Chippewa Flowage Area Property Owners Association

Starry stonewort: Nitellopsis obtusa

Starry stonewort is not here yet. Let’s keep it that way!

Nitellopsis obtusa (Desvaux in Loiseleur) J. Groves, (1919)

Common name: starry stonewort

Synonyms and Other Names: Chara obtusa, C. ulvoides, C. stelligera, Lychnothamnus stelliger, Nitella stelligera, N. stelligera var. ulvoides, N. ulvoides, N. bertolonii, Nitellopsis aculeolata, N. obtusa var. ulvoides, N. obtusa f. ulvoides , Nitellopsis stelligera, Tolypellopsis obtusa, T. stelligera, T. ulvoides


Stem/Rhizoids: Nitellopsis obtusa has long, variable-length, relatively straight branches arranged in whorls that attach at acute angles to stem nodes. Internodal cells of N. obtusa are quite large, often on the order of a few centimeters long (Steudle and Zimmermann 1977, Yoshioka and Takenaka 1979). Most stem and branch cells are around 1 mm in diameter, while stems can reach up to 80 cm long (Hargeby 1990, Sher-Kaul et al. 1995). Heights of 2 m have been observed at a depth of 9 m in one Michigan lake (Pullman and Crawford 2010), although rate of growth is uncertain. N. obtusa is light green when actively growing. Creamy white bulbils may occur at the base of the main axis just below the substrate-water interface and on branches of the main axis at nodes; rhizoids are star-shaped.
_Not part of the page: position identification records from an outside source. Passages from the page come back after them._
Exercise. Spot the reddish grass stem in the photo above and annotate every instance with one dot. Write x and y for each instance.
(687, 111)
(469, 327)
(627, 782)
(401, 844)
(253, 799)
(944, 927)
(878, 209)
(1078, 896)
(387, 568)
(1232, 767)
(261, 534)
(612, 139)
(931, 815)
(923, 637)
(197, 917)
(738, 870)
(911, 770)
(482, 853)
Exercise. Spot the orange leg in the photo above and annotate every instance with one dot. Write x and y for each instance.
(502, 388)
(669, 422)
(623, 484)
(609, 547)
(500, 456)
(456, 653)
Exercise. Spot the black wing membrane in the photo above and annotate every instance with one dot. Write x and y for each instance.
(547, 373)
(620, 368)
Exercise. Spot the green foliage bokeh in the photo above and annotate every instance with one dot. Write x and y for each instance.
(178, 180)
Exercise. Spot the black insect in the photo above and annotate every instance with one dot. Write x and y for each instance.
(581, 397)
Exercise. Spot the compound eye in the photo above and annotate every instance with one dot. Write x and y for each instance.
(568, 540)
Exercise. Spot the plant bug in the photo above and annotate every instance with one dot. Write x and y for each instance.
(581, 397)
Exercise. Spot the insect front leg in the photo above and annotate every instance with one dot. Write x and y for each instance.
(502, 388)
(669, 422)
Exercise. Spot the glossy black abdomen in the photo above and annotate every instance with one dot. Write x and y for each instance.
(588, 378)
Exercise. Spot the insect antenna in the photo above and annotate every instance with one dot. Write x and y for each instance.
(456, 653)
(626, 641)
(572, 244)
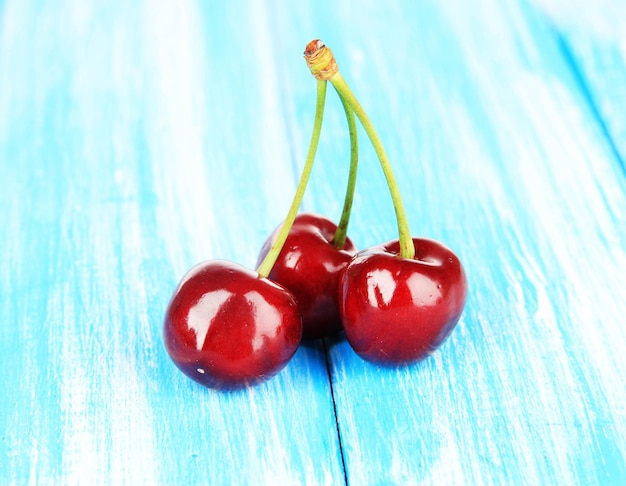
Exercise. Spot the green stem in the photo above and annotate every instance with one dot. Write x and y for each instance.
(339, 240)
(407, 249)
(266, 265)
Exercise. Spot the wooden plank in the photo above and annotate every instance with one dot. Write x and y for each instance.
(136, 141)
(499, 156)
(591, 37)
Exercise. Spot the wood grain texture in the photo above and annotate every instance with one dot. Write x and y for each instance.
(137, 140)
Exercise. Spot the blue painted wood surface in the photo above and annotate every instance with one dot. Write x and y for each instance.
(137, 139)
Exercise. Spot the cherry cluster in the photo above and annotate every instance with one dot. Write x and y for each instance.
(227, 326)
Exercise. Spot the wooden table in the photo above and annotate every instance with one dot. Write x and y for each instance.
(139, 138)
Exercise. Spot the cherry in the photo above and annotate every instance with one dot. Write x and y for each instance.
(309, 265)
(398, 301)
(398, 311)
(226, 327)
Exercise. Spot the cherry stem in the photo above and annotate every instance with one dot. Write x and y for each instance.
(407, 249)
(339, 240)
(266, 265)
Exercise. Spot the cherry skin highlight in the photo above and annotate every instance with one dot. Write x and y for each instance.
(226, 327)
(398, 311)
(310, 266)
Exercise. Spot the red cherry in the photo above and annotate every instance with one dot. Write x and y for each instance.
(226, 327)
(310, 266)
(396, 310)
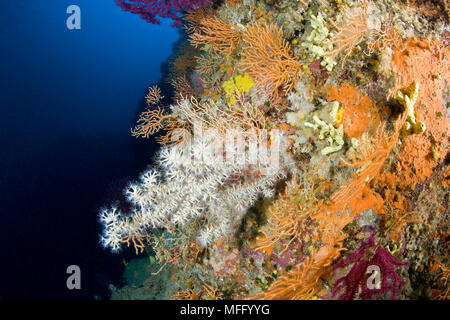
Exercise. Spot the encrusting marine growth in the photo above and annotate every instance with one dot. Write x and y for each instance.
(304, 154)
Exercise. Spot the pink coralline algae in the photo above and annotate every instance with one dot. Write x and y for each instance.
(149, 10)
(359, 280)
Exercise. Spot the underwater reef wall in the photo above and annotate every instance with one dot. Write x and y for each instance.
(304, 156)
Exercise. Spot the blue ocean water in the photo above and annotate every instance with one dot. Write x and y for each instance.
(68, 99)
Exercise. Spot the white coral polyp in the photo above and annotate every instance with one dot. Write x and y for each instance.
(186, 187)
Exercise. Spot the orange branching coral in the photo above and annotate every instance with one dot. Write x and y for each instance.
(445, 275)
(154, 95)
(210, 293)
(233, 3)
(360, 113)
(349, 34)
(373, 155)
(267, 58)
(286, 217)
(150, 122)
(426, 62)
(206, 65)
(194, 18)
(216, 35)
(210, 116)
(305, 280)
(183, 88)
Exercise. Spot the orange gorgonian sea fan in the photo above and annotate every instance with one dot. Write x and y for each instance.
(267, 58)
(216, 35)
(154, 95)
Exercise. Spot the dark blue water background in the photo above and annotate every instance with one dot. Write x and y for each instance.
(68, 99)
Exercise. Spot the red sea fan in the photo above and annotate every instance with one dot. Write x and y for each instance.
(149, 10)
(356, 281)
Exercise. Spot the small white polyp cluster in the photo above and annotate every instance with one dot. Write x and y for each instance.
(188, 185)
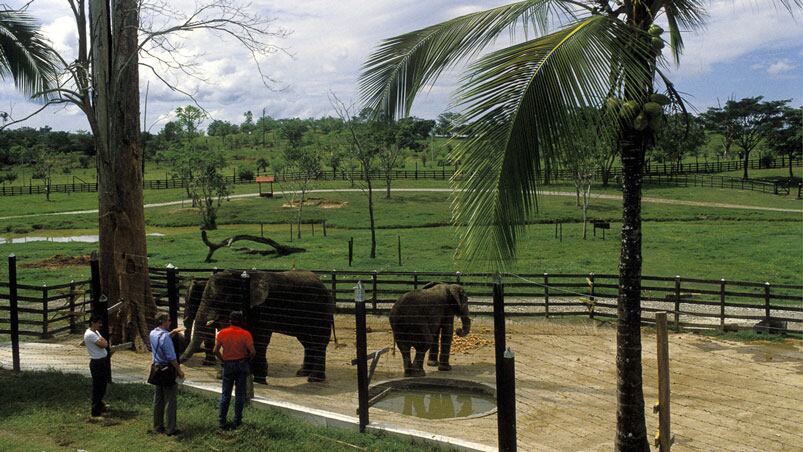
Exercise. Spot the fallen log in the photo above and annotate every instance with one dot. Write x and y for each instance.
(281, 250)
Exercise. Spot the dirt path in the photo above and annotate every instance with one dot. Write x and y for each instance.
(443, 190)
(725, 395)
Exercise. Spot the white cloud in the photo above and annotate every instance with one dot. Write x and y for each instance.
(781, 66)
(331, 40)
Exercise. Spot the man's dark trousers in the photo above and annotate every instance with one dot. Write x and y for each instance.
(235, 374)
(99, 369)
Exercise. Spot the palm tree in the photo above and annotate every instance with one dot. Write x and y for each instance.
(25, 55)
(520, 105)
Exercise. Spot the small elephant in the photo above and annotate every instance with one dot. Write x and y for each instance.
(423, 318)
(295, 303)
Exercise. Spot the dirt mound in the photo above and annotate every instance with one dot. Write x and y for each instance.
(317, 202)
(59, 261)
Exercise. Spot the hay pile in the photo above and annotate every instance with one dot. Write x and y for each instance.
(473, 341)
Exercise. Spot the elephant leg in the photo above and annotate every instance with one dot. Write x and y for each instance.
(433, 347)
(260, 364)
(305, 367)
(316, 362)
(447, 328)
(418, 364)
(209, 358)
(408, 367)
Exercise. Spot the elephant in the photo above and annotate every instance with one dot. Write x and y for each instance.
(192, 300)
(295, 303)
(422, 319)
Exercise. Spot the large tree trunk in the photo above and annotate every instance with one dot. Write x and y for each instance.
(123, 253)
(631, 428)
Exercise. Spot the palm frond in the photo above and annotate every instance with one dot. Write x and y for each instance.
(685, 15)
(521, 104)
(25, 55)
(401, 66)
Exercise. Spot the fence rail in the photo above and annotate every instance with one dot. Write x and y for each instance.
(685, 174)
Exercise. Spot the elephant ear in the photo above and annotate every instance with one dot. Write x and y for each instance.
(260, 285)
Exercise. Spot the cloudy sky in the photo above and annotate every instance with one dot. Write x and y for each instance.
(748, 48)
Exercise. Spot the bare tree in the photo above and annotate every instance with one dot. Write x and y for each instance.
(362, 146)
(103, 81)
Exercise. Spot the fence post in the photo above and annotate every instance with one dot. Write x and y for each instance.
(546, 295)
(506, 401)
(722, 304)
(677, 303)
(172, 295)
(94, 285)
(14, 318)
(45, 312)
(72, 306)
(246, 301)
(591, 296)
(373, 291)
(767, 305)
(362, 352)
(664, 438)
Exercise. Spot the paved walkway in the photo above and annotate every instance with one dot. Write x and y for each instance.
(646, 199)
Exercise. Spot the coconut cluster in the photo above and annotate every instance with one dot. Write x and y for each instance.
(640, 116)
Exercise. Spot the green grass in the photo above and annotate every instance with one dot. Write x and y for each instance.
(49, 411)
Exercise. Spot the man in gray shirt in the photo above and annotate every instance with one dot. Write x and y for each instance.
(98, 366)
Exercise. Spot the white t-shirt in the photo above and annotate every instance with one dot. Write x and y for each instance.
(90, 339)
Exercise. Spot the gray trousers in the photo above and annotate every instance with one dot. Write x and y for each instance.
(165, 397)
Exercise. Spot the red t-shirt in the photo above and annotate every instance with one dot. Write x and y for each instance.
(235, 341)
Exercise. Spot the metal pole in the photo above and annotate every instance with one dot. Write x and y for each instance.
(15, 320)
(172, 295)
(362, 352)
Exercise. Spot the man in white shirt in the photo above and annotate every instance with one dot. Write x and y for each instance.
(98, 365)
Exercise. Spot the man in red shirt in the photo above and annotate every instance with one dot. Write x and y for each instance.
(237, 351)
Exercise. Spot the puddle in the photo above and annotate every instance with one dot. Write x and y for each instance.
(434, 404)
(92, 238)
(434, 398)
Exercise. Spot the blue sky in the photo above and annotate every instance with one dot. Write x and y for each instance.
(747, 49)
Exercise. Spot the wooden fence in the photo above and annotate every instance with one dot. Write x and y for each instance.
(690, 302)
(656, 173)
(46, 311)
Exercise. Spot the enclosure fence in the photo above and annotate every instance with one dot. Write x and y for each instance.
(564, 374)
(682, 174)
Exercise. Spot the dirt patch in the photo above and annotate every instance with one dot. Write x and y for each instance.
(726, 395)
(59, 261)
(316, 202)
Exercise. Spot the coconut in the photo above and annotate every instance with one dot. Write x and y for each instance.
(656, 123)
(652, 109)
(660, 99)
(640, 122)
(612, 104)
(629, 109)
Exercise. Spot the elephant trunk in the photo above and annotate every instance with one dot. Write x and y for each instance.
(466, 328)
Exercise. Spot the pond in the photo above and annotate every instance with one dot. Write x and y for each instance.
(90, 238)
(434, 398)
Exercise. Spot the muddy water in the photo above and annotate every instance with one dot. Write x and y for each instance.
(435, 404)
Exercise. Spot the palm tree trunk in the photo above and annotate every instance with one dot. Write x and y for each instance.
(631, 427)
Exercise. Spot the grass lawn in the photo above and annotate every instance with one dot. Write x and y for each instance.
(50, 411)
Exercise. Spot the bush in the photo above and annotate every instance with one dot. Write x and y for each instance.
(245, 174)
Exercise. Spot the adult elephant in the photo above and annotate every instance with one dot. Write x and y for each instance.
(295, 303)
(422, 319)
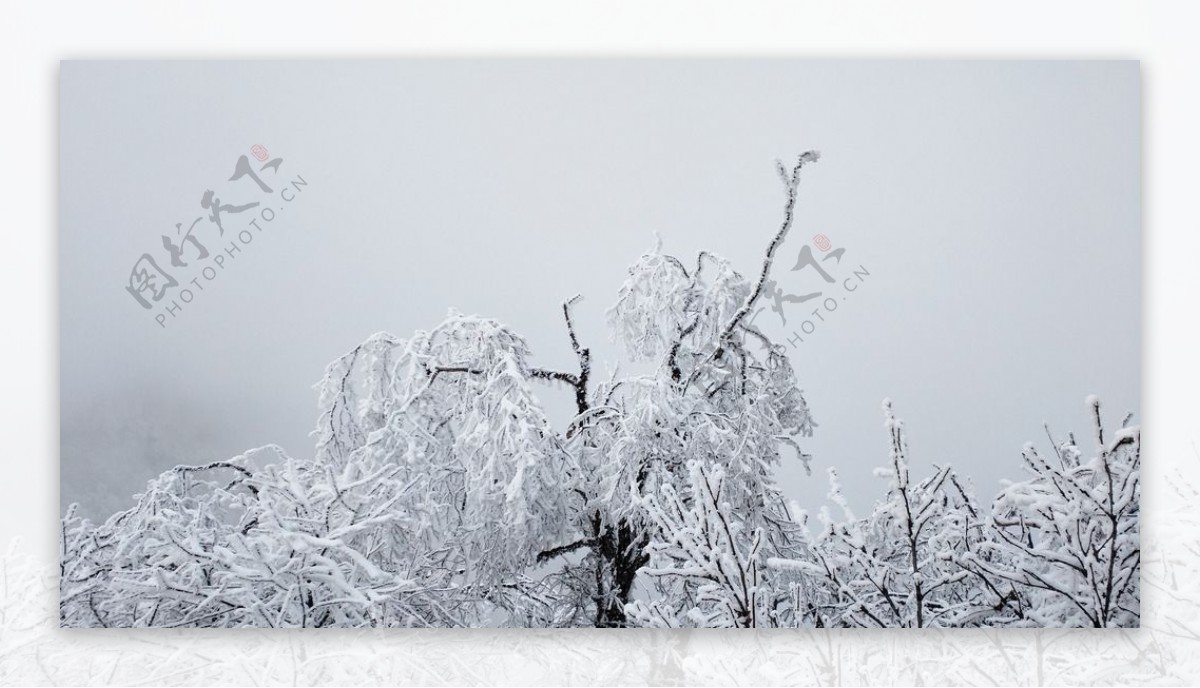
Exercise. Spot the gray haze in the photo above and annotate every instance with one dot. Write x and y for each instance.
(996, 207)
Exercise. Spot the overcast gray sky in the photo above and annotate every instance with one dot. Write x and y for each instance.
(996, 207)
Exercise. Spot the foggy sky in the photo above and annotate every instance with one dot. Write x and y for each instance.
(996, 207)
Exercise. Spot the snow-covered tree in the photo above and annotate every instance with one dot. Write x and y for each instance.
(1069, 534)
(899, 566)
(439, 494)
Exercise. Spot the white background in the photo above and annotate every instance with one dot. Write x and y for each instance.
(35, 37)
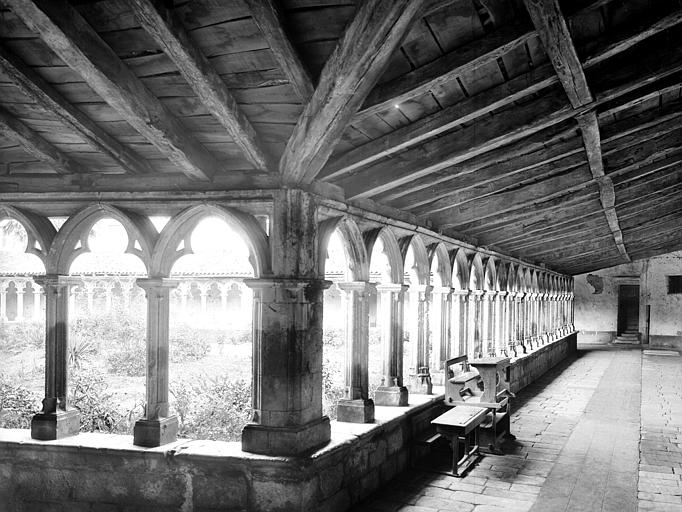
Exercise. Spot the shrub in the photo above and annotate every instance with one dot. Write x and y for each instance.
(98, 407)
(212, 408)
(17, 405)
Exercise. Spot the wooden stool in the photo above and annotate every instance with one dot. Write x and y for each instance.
(460, 425)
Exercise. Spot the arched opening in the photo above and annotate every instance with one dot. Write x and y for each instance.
(210, 331)
(335, 323)
(22, 327)
(107, 328)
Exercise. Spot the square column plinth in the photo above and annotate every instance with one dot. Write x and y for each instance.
(287, 440)
(48, 426)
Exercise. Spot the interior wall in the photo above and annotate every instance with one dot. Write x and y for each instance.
(596, 301)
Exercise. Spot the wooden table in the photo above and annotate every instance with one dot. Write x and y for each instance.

Reproductive structures: Plants are dioecious. Female oogonia, with bracts on either side, form at the upper nodes of branchlets. Plants can form gyrogonites, which are calcified, spiral-shaped fructifications (Bharathan 1983, 1987, Schloesser et al. 1986, Soulie-Marsche et al. 2002). Orange to red oocytes can occur at the nodes of branches (Pullman and Crawford 2010).

Look-a-likes: Chara spp. musk-grass; Nitella spp. brittlewort; other Nitellopsis spp. stonewort. Key differences are the star-shaped rhizoid, the orange-colored oocyte, irregular branching, and lack of a garlic odor (Pullman and Crawford 2010).
Size: Up to 2 m in height (Pullman and Crawford 2010); main stem up to 80 cm long (Hargeby 1990).

Native Range: Nitellopsis obtusa is native to Eurasia, from the west coast of Europe to Japan (Mills et al. 1993, Soulie-Marsche et al. 2002).